Siamo abituati a pesi, grammi, centimetri e misure. A ogni passo troviamo una domanda: "Quanto?".

Quantità e confronti, di più e di meno. Chi è il più bravo? Quando si chiede a uno studente se ha studiato bene, la risposta è: "Ho ricevuto un otto!". Non dice di aver studiato bene o a sufficienza. Gli basta assicurarsi, secondo la misura dell'insegnante. E se l'insegnante ha subito una svista, non si critica l'insegnante, se non quando ha assegnato un voto basso. Se poi l'insegnante, pressato dai colleghi o dai parenti dell'alunno, trasforma un quattro in un otto, l'alunno da cretino diventa un genio, per i parenti, e purtroppo, anche nella sua autoconsiderazione.

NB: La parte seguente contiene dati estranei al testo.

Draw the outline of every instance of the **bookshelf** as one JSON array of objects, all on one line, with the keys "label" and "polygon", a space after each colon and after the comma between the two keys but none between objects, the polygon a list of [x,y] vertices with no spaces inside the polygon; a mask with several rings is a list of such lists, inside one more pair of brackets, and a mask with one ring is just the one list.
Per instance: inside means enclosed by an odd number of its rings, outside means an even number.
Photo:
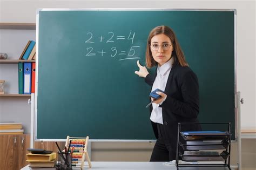
[{"label": "bookshelf", "polygon": [[30,62],[35,63],[35,60],[24,60],[24,59],[0,59],[0,64],[15,64],[19,62]]},{"label": "bookshelf", "polygon": [[4,42],[0,52],[8,55],[7,59],[0,59],[0,79],[5,80],[4,89],[8,89],[0,94],[1,121],[21,122],[24,130],[24,134],[0,135],[0,161],[3,162],[0,169],[19,169],[28,164],[26,154],[30,147],[31,106],[28,100],[31,95],[17,94],[18,64],[35,62],[18,58],[28,40],[35,39],[36,27],[35,23],[0,22],[0,37]]},{"label": "bookshelf", "polygon": [[35,30],[36,23],[0,23],[0,29],[5,30]]},{"label": "bookshelf", "polygon": [[31,94],[0,94],[0,97],[31,97]]}]

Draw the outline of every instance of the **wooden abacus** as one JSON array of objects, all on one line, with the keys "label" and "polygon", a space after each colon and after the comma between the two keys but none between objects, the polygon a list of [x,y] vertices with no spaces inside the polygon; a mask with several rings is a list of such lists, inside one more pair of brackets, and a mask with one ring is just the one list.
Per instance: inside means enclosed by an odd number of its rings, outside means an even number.
[{"label": "wooden abacus", "polygon": [[71,153],[72,166],[80,167],[81,169],[83,169],[86,158],[89,167],[92,167],[89,155],[87,151],[89,140],[89,137],[88,136],[86,138],[66,137],[65,146],[67,148],[69,148],[68,152]]}]

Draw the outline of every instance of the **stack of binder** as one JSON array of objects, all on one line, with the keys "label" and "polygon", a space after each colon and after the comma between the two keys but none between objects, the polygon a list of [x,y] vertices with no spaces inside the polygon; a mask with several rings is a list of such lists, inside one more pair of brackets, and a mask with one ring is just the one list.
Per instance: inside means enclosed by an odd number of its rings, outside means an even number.
[{"label": "stack of binder", "polygon": [[57,154],[55,152],[50,154],[33,154],[31,153],[26,154],[26,161],[29,162],[29,166],[33,169],[38,169],[38,168],[49,168],[46,169],[55,169],[53,168],[55,166]]},{"label": "stack of binder", "polygon": [[[29,40],[19,59],[36,59],[36,42]],[[36,79],[36,63],[19,62],[18,63],[19,94],[35,93]]]}]

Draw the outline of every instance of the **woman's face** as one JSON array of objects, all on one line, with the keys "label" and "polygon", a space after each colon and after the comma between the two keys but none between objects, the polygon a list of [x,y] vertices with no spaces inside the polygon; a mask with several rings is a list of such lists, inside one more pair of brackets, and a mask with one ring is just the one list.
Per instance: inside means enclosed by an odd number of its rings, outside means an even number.
[{"label": "woman's face", "polygon": [[150,49],[154,60],[161,66],[171,58],[173,47],[169,37],[162,33],[151,38]]}]

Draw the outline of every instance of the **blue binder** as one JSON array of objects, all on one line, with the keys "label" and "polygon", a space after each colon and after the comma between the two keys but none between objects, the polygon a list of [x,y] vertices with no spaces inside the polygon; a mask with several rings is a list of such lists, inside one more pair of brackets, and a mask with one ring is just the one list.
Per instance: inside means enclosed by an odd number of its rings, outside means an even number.
[{"label": "blue binder", "polygon": [[18,77],[19,77],[19,94],[23,94],[23,63],[18,63]]},{"label": "blue binder", "polygon": [[31,63],[24,63],[23,93],[31,93]]}]

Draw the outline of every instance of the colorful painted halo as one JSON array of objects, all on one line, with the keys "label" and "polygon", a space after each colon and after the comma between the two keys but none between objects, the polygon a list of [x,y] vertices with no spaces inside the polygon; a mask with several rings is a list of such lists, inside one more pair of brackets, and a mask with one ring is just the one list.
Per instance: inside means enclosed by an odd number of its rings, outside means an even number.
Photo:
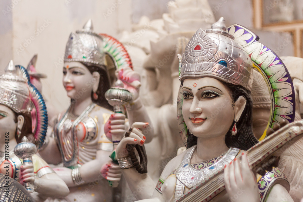
[{"label": "colorful painted halo", "polygon": [[[248,53],[254,67],[261,74],[269,91],[271,100],[270,118],[266,129],[259,141],[266,136],[267,129],[279,123],[284,118],[290,122],[295,119],[295,99],[292,81],[286,67],[278,57],[271,50],[258,41],[259,37],[245,28],[233,25],[228,28],[229,34]],[[180,58],[179,57],[179,60]],[[180,70],[181,68],[179,63]],[[183,143],[187,142],[189,132],[182,114],[183,96],[180,87],[177,101],[178,127]]]},{"label": "colorful painted halo", "polygon": [[112,58],[117,69],[128,67],[133,68],[132,64],[127,51],[118,41],[105,34],[100,34],[103,39],[104,51]]},{"label": "colorful painted halo", "polygon": [[[247,28],[235,24],[227,30],[248,54],[254,67],[261,73],[267,85],[271,107],[266,130],[284,118],[293,122],[295,90],[290,75],[282,61],[273,51],[258,41],[258,37]],[[259,140],[265,137],[266,130]]]},{"label": "colorful painted halo", "polygon": [[27,81],[31,100],[35,107],[31,113],[35,117],[32,117],[32,120],[34,120],[35,122],[33,132],[37,148],[39,149],[43,145],[46,136],[48,121],[46,107],[42,95],[30,81],[29,75],[26,69],[20,65],[16,65],[16,68],[21,71],[23,78]]}]

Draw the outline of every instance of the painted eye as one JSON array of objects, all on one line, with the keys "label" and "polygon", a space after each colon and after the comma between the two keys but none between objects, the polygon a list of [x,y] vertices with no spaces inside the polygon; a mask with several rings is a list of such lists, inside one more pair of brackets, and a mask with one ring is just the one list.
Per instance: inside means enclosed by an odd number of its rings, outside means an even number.
[{"label": "painted eye", "polygon": [[227,63],[224,60],[221,60],[218,63],[218,64],[220,64],[221,65],[223,65],[223,66],[225,66],[225,67],[227,67]]},{"label": "painted eye", "polygon": [[213,98],[220,96],[217,92],[213,91],[205,91],[202,93],[201,97],[202,98]]},{"label": "painted eye", "polygon": [[193,98],[194,95],[187,91],[183,92],[183,98],[185,99],[190,99]]},{"label": "painted eye", "polygon": [[82,75],[83,74],[82,72],[78,71],[73,71],[72,74],[75,75]]},{"label": "painted eye", "polygon": [[0,112],[0,119],[4,117],[6,117],[7,116],[4,114],[3,113]]}]

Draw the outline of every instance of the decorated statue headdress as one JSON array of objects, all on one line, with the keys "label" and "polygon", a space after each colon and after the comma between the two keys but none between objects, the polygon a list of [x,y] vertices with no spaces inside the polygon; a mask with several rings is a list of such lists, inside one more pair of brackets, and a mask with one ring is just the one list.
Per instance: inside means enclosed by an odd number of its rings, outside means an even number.
[{"label": "decorated statue headdress", "polygon": [[[33,134],[37,147],[40,148],[45,140],[47,129],[45,104],[40,92],[29,82],[26,70],[20,65],[15,66],[12,60],[0,77],[0,104],[16,113],[28,112],[32,115],[35,114],[36,121]],[[35,113],[32,113],[33,111]]]},{"label": "decorated statue headdress", "polygon": [[94,31],[92,20],[82,29],[72,33],[66,45],[65,62],[92,63],[109,72],[113,83],[115,71],[123,67],[132,68],[128,54],[122,44],[113,37]]},{"label": "decorated statue headdress", "polygon": [[[187,78],[211,77],[242,86],[248,91],[252,83],[253,67],[262,75],[268,87],[271,102],[267,128],[283,118],[295,118],[295,94],[285,66],[272,51],[258,42],[259,37],[247,28],[235,24],[228,28],[222,17],[211,28],[199,29],[178,55],[181,84]],[[179,91],[177,114],[179,130],[186,144],[188,131],[182,112],[183,98]],[[260,140],[264,139],[266,131]]]},{"label": "decorated statue headdress", "polygon": [[36,63],[37,62],[38,57],[38,54],[35,54],[34,55],[27,65],[26,71],[27,71],[28,75],[30,77],[36,78],[36,79],[46,78],[47,77],[46,75],[38,72],[36,70]]}]

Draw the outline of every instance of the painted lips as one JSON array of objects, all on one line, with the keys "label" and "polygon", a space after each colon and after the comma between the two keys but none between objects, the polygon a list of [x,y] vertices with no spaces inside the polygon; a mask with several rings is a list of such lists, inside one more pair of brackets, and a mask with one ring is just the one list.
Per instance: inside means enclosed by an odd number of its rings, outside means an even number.
[{"label": "painted lips", "polygon": [[207,118],[191,118],[191,122],[195,124],[196,124],[198,123],[201,123],[202,121],[203,121],[207,119]]},{"label": "painted lips", "polygon": [[75,86],[69,86],[67,85],[65,87],[65,89],[66,89],[67,91],[70,91],[75,88]]}]

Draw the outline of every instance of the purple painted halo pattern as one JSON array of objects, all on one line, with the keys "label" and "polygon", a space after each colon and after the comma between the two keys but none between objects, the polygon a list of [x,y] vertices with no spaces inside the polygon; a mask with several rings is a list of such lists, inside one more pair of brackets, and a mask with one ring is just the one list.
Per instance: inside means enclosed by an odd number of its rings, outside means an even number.
[{"label": "purple painted halo pattern", "polygon": [[267,172],[264,176],[258,178],[257,183],[261,202],[265,201],[271,190],[271,187],[279,183],[277,182],[278,180],[284,181],[283,184],[288,187],[285,188],[289,190],[288,180],[282,171],[278,168],[274,167],[272,171]]},{"label": "purple painted halo pattern", "polygon": [[[283,118],[293,122],[295,108],[294,90],[290,75],[282,61],[273,51],[258,41],[258,36],[245,27],[235,24],[228,30],[248,54],[254,67],[262,74],[270,89],[271,108],[267,128],[279,123]],[[265,137],[265,135],[262,137]]]}]

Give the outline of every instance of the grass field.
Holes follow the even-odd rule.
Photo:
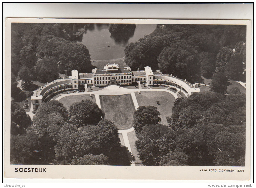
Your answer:
[[[167,87],[166,86],[150,86],[150,88],[152,89],[165,89]]]
[[[106,60],[96,60],[96,61],[92,61],[92,65],[95,66],[98,69],[104,69],[104,66],[108,63],[118,64],[119,68],[122,68],[127,66],[125,62],[123,61],[123,58]]]
[[[80,102],[82,100],[87,99],[92,100],[95,102],[95,96],[93,95],[92,95],[92,97],[90,97],[90,95],[89,94],[70,95],[62,98],[59,100],[59,101],[64,105],[64,106],[68,109],[70,105],[72,103]]]
[[[241,84],[240,83],[238,83],[236,82],[233,81],[233,80],[230,80],[229,82],[232,84],[228,86],[228,89],[227,89],[227,91],[228,91],[228,92],[229,90],[231,88],[235,87],[237,87],[239,88],[239,90],[240,90],[240,92],[243,93],[245,93],[246,91],[246,89],[243,87],[241,85]]]
[[[130,146],[131,146],[131,152],[135,158],[135,165],[136,164],[139,165],[138,164],[141,163],[141,161],[139,158],[138,152],[137,151],[136,149],[136,147],[135,147],[135,141],[138,140],[138,139],[135,135],[135,131],[134,131],[131,132],[127,133],[127,136],[129,139],[129,142],[130,143]]]
[[[173,95],[166,91],[141,91],[141,94],[135,92],[138,104],[141,106],[153,106],[157,107],[161,115],[161,123],[167,125],[166,118],[172,114],[172,108],[173,102],[175,101]],[[157,101],[159,101],[160,105],[158,105]]]
[[[101,109],[105,118],[113,122],[119,129],[133,126],[135,108],[130,94],[116,96],[100,96]]]
[[[119,133],[119,138],[121,141],[121,144],[123,146],[125,146],[125,141],[123,141],[123,134],[122,133]]]
[[[104,89],[104,87],[96,87],[96,86],[91,86],[90,87],[90,86],[88,87],[88,91],[89,92],[91,91],[96,91],[101,90]]]
[[[235,87],[237,87],[239,88],[240,92],[243,93],[245,93],[246,91],[245,88],[241,86],[241,84],[239,83],[238,83],[233,80],[230,80],[229,81],[229,82],[231,83],[231,84],[228,86],[228,89],[227,89],[227,91],[228,91],[228,92],[229,90],[231,88],[233,88]],[[210,88],[210,87],[209,86],[206,86],[203,85],[200,85],[200,87],[199,87],[197,84],[196,85],[195,87],[200,88],[200,91],[201,92],[209,91]]]

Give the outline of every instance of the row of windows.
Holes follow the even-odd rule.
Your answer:
[[[76,82],[75,82],[75,83],[76,83]],[[92,80],[91,80],[91,83],[92,83]],[[90,80],[88,80],[88,83],[90,83]],[[84,81],[83,80],[82,80],[82,83],[81,83],[81,81],[78,81],[78,83],[87,83],[87,80],[85,80],[84,81]]]
[[[154,80],[153,81],[153,83],[157,84],[164,84],[165,85],[168,85],[169,86],[174,86],[176,88],[178,88],[181,90],[183,91],[184,92],[186,93],[188,95],[188,93],[187,91],[180,86],[174,83],[173,83],[170,82],[167,82],[166,81],[163,80]]]
[[[105,81],[105,83],[104,83],[104,81],[102,81],[102,83],[101,83],[101,81],[97,81],[96,83],[96,81],[94,81],[94,84],[107,84],[108,83],[109,84],[110,83],[110,81],[108,81],[108,81]],[[118,81],[116,82],[117,83],[129,83],[129,82],[131,82],[130,80],[118,80]]]
[[[75,85],[75,87],[76,87]],[[55,88],[53,89],[52,90],[46,92],[43,95],[43,97],[42,100],[43,101],[46,97],[47,97],[50,94],[52,93],[53,92],[55,92],[55,91],[57,91],[60,90],[61,89],[64,89],[69,88],[72,88],[72,85],[69,84],[62,86],[61,86]]]
[[[130,76],[130,79],[131,79],[131,76]],[[111,79],[111,80],[114,80],[115,79],[116,80],[117,80],[117,79],[118,79],[118,78],[118,78],[118,79],[120,79],[120,77],[121,78],[121,79],[128,79],[129,78],[129,76],[111,76],[111,76],[109,76],[108,77],[108,80],[110,80]],[[97,78],[97,80],[104,80],[104,79],[105,80],[108,80],[108,79],[108,79],[108,77],[106,77],[106,77],[94,77],[94,80],[96,80],[96,78]]]
[[[146,80],[146,78],[144,78],[144,79],[142,78],[141,78],[140,81],[142,81],[143,80],[145,81]],[[134,81],[140,81],[140,78],[138,78],[137,80],[137,78],[133,78],[131,79],[131,81],[133,81],[134,80]]]

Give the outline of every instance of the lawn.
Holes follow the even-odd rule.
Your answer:
[[[68,108],[71,104],[74,102],[80,102],[82,100],[87,99],[92,100],[95,102],[95,96],[94,95],[92,95],[92,97],[90,97],[89,94],[83,94],[70,95],[64,97],[59,100],[59,101],[62,103],[64,106]]]
[[[152,89],[165,89],[167,87],[166,86],[161,86],[156,85],[155,86],[150,86],[150,87]]]
[[[141,106],[153,106],[157,107],[161,115],[161,123],[167,125],[166,118],[171,115],[172,108],[175,101],[173,95],[164,91],[141,91],[140,94],[135,92],[138,104]],[[158,105],[157,101],[159,101]]]
[[[123,141],[123,134],[122,133],[119,133],[119,138],[120,139],[120,141],[121,141],[121,144],[123,146],[125,146],[125,141]]]
[[[92,65],[95,66],[98,69],[104,69],[104,66],[108,63],[118,64],[119,68],[122,68],[127,66],[125,62],[123,61],[123,58],[113,59],[96,60],[96,61],[91,61]]]
[[[104,89],[104,87],[96,87],[96,86],[89,86],[88,87],[88,91],[89,92],[91,91],[96,91],[101,90]]]
[[[135,147],[135,141],[138,140],[138,139],[135,135],[135,131],[134,131],[131,132],[127,133],[127,136],[129,139],[129,142],[130,143],[130,145],[131,147],[131,152],[135,158],[135,165],[137,164],[137,165],[138,165],[140,164],[141,165],[141,161],[140,160],[138,154],[138,152],[137,151],[136,149],[136,147]]]
[[[118,129],[125,130],[133,126],[135,108],[130,94],[100,95],[100,100],[105,118],[114,122]]]
[[[239,88],[239,90],[240,90],[240,92],[243,93],[245,93],[246,91],[246,90],[245,88],[244,88],[240,83],[238,83],[235,81],[233,81],[233,80],[230,80],[229,82],[232,84],[228,86],[228,89],[227,89],[227,91],[228,91],[228,92],[229,90],[231,88],[233,88],[235,87],[237,87]]]
[[[196,84],[195,87],[196,88],[199,88],[200,89],[201,92],[204,91],[209,91],[210,87],[209,86],[206,86],[200,84],[200,87],[198,87],[197,84]]]

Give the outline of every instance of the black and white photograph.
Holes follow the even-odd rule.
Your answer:
[[[9,19],[7,177],[250,177],[250,21]]]

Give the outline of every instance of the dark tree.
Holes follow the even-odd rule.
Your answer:
[[[136,28],[135,24],[113,23],[109,25],[108,30],[115,41],[125,43],[133,36]]]
[[[36,73],[36,80],[46,83],[58,78],[57,63],[52,57],[44,56],[39,59],[34,68]]]
[[[224,72],[225,71],[226,64],[229,61],[233,54],[233,50],[227,47],[223,47],[221,49],[216,57],[216,72]]]
[[[133,127],[138,133],[145,125],[157,124],[161,121],[160,113],[154,106],[142,106],[138,108],[134,112]]]
[[[87,100],[72,104],[69,113],[71,122],[78,126],[96,125],[105,117],[105,113],[97,104]]]
[[[17,136],[11,135],[11,163],[13,164],[42,164],[40,142],[32,131]]]
[[[140,159],[144,165],[158,165],[163,155],[175,147],[174,132],[162,125],[150,125],[144,127],[137,134],[135,146]]]
[[[229,79],[239,80],[244,72],[243,57],[239,54],[234,53],[226,65],[225,73]]]
[[[78,160],[78,165],[109,165],[108,158],[103,154],[98,155],[86,155]]]
[[[240,94],[241,93],[240,90],[238,87],[234,87],[230,89],[228,91],[229,93],[232,94]]]
[[[161,166],[188,166],[188,157],[184,152],[172,151],[163,156],[159,162]]]
[[[118,135],[117,128],[106,120],[78,129],[64,125],[55,147],[56,159],[61,164],[75,165],[85,155],[102,153],[108,157],[111,165],[129,165],[126,150],[121,146]]]
[[[24,108],[11,100],[11,134],[15,135],[24,134],[31,124],[31,119],[28,117]]]
[[[31,83],[31,81],[34,78],[33,69],[27,67],[23,66],[20,69],[18,73],[18,79],[25,82],[24,84],[26,86]]]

Misure al posto dell'autocoscienza. Però c'è un posto dove si parla di una misura, e su di essa non si può barare.

Si tratta del Padre nostro. Qui la misura è chiaramente espressa: "Nella misura con la quale noi sciogliamo i debiti del nostro prossimo verso di noi, tu sciogli i nostri debiti verso di te!".

Rimetti a noi i nostri debiti, come noi li rimettiamo ai nostri debitori. Quel "come" è obbligante. Esprime la moralità del nostro perdono, e quindi la sua misura, la sua qualità.

Il "come" è forse una furbata di Gesù, per dire che Dio perdona? Per tenere sospeso il perdono vicino? Oppure è uno stimolo a riconoscere il nostro modo di perdonare, sapendo che solo Dio conosce la misura del nostro perdono, e lasciando a lui l'incobenza di misurarlo.

Per grazia sua, sappiamo che le misure di Dio differiscono dalle nostre misure, e che esse sono frutto della misericordia. Ma questa certezza non ci esime dal migliorare la "qualità" del nostro perdonare.